At a basic level, any T2I workflow can be converted to an I2I workflow by replacing the empty latent with the Load Image node and lower the denoise level on the Ksampler node. For the denoise level, the simplistic way to think about it is "How much do I want the output to be different from the input image?" So, for a denoise of 1.00 or 100% change, the output will be completely different from the input no matter what you feed it. That is what you want for a T2I but not a I2I. If you lower the denoise to say 0.9(90%), there will be drastic changes but the output will take hints from the input image. If you drop it to say 0.5 (50%), there will be some changes but the base image will be mostly maintained.
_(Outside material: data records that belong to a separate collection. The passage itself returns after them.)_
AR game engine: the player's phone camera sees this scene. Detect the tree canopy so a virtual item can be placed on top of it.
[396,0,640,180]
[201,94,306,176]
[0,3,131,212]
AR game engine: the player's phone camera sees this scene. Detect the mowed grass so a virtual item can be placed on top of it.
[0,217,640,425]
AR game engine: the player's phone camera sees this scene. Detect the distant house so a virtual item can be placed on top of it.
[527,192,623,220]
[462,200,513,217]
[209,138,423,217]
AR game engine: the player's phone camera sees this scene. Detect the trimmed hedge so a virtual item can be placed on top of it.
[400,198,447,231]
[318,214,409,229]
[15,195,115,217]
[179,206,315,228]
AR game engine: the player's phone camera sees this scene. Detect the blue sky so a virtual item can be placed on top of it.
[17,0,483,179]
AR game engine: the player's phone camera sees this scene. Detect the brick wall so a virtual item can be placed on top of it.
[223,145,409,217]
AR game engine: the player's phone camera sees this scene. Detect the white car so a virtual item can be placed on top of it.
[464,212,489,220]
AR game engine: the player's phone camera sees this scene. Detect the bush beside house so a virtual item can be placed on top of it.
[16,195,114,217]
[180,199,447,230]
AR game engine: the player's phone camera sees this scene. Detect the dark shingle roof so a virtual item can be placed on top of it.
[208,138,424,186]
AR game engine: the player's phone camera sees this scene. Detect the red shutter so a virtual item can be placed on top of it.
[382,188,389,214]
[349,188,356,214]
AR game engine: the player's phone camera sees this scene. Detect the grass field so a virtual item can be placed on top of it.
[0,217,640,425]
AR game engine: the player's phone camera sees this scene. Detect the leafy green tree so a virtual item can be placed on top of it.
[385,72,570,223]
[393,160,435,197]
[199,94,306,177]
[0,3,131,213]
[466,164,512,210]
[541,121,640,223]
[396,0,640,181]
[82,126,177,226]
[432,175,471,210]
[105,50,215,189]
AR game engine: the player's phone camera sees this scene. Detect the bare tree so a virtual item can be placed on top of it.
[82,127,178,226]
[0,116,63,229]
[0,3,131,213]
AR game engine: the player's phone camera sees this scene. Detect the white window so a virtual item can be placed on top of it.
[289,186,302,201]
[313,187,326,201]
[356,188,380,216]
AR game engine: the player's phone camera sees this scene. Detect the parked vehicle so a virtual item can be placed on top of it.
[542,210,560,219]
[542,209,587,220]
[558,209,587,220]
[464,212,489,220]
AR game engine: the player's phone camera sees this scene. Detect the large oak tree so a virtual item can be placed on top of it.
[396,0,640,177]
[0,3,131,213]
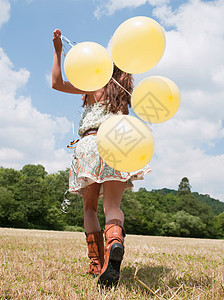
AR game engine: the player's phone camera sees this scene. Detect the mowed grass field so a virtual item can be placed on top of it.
[0,228,224,300]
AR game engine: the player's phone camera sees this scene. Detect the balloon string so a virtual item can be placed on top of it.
[61,35,78,47]
[111,77,131,96]
[61,35,78,57]
[61,35,131,98]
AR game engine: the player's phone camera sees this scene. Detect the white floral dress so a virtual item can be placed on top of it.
[69,102,151,196]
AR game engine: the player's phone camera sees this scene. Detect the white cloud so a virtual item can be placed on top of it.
[0,48,71,172]
[94,0,147,19]
[0,0,10,27]
[94,0,170,19]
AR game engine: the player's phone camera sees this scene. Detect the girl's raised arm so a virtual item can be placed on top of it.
[52,29,91,94]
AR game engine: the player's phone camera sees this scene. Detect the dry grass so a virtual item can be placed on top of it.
[0,228,224,300]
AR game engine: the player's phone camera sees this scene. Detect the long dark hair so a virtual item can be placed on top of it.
[83,65,134,115]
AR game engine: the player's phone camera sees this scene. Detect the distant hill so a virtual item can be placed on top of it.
[152,188,224,215]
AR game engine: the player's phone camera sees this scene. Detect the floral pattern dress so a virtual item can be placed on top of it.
[69,102,151,196]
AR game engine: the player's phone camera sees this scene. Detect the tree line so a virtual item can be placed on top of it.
[0,165,224,238]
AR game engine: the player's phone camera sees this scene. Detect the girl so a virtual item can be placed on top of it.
[52,29,151,286]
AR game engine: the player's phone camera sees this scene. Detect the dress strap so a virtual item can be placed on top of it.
[93,94,97,103]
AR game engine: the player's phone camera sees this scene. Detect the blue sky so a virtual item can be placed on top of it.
[0,0,224,201]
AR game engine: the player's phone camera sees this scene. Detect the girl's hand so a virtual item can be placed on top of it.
[53,29,62,53]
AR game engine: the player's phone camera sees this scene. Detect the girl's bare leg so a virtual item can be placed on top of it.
[83,183,101,233]
[103,181,126,226]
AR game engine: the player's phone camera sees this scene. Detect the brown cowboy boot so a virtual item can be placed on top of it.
[98,220,125,287]
[86,231,104,277]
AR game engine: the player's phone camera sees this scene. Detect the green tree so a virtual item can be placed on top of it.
[177,177,191,196]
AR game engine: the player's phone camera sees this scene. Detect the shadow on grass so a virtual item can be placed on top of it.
[120,265,212,296]
[120,265,171,290]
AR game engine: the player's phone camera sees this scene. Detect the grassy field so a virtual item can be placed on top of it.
[0,228,224,300]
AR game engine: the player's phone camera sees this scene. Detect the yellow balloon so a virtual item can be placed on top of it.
[97,115,154,172]
[131,76,180,123]
[64,42,113,91]
[111,17,166,74]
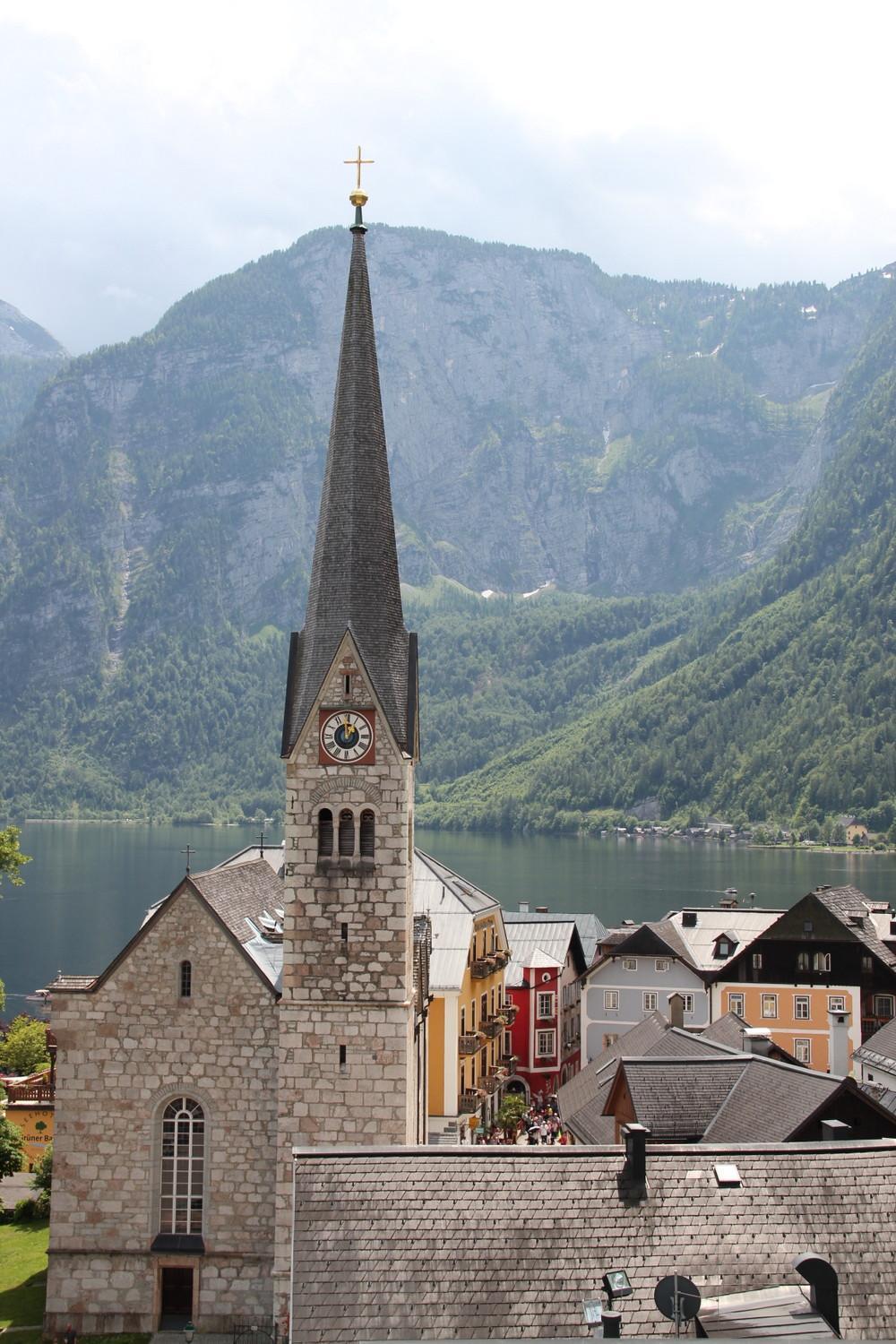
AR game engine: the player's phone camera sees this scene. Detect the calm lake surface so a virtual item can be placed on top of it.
[0,822,896,1016]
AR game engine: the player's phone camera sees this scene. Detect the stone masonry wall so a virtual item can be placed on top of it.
[275,636,417,1324]
[46,889,277,1333]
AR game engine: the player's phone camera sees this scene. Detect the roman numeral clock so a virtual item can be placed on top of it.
[318,710,376,765]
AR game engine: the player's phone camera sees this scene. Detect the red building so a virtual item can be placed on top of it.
[503,911,587,1099]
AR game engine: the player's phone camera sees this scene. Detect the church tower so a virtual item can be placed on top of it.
[278,168,426,1301]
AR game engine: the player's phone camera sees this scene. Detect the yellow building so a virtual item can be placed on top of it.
[5,1074,54,1171]
[414,849,516,1142]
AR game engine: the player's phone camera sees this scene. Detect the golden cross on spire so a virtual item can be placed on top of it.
[342,145,376,191]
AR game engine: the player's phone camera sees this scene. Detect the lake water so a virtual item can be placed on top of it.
[0,823,896,1018]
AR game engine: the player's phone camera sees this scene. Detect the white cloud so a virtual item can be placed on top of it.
[0,0,896,349]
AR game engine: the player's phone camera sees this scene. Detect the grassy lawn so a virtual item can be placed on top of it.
[0,1219,49,1328]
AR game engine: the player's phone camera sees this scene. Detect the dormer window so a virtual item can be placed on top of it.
[317,808,333,859]
[339,808,355,859]
[712,933,737,961]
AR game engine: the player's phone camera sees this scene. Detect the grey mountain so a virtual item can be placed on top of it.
[0,226,890,698]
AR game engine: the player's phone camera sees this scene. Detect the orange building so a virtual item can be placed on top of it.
[712,980,861,1074]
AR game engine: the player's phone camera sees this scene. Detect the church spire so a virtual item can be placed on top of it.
[282,162,417,757]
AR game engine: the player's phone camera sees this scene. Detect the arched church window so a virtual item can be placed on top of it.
[317,808,333,859]
[339,808,355,859]
[159,1097,205,1236]
[361,808,376,859]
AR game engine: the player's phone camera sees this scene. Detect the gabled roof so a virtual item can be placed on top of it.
[504,910,607,970]
[282,223,417,757]
[667,906,785,972]
[853,1018,896,1073]
[414,849,503,994]
[291,1142,896,1344]
[595,919,699,970]
[48,859,283,994]
[603,1055,748,1142]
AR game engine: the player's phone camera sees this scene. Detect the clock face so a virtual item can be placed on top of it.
[321,710,374,762]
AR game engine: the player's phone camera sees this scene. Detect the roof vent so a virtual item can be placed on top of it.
[258,910,283,943]
[794,1252,840,1333]
[821,1120,853,1144]
[712,1163,743,1187]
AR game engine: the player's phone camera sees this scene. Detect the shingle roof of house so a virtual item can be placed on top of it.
[813,886,896,970]
[414,849,501,992]
[667,906,785,970]
[704,1055,844,1144]
[607,1055,747,1142]
[504,910,607,968]
[853,1018,896,1073]
[291,1142,896,1344]
[282,226,417,755]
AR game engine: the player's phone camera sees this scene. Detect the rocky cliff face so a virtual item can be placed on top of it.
[0,226,887,715]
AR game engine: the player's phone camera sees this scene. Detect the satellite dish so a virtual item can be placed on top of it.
[653,1274,700,1322]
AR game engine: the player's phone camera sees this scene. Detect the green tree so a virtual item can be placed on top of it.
[0,827,30,890]
[30,1144,52,1195]
[0,1120,22,1180]
[0,1013,49,1074]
For this workflow specifically, you will need to turn off the Booru Blank Bypass so you don't send a blank latent. You enable the Booru Image Bypass group. You will likely need to bypass some of the other inputs because they will stop generation without a valid input (URL, Video, Dir path). The other option is to just give them valid inputs. As you stated, for a local image file, Input 2 is correct. Select your image and have the switch on input 2. With the group enabled it will lower the denoise level to 0.5 based on the constant float setting in the group. You can adjust as you need using that constant float node and it fill feed it into the Ksampler node. Another note, make sure you select a fixed aspect ratio and make it a portrait ratio with a width that is reasonable for your setup (832x1216, for example). This will dictate shortest dimension for your first image. (note: if you input a landscape picture the workflow will change the orientation automatically [portrait to landscape] and keep the aspect ratio of the input image scaled based on the shorter dimension). Hopefully this helps and good luck.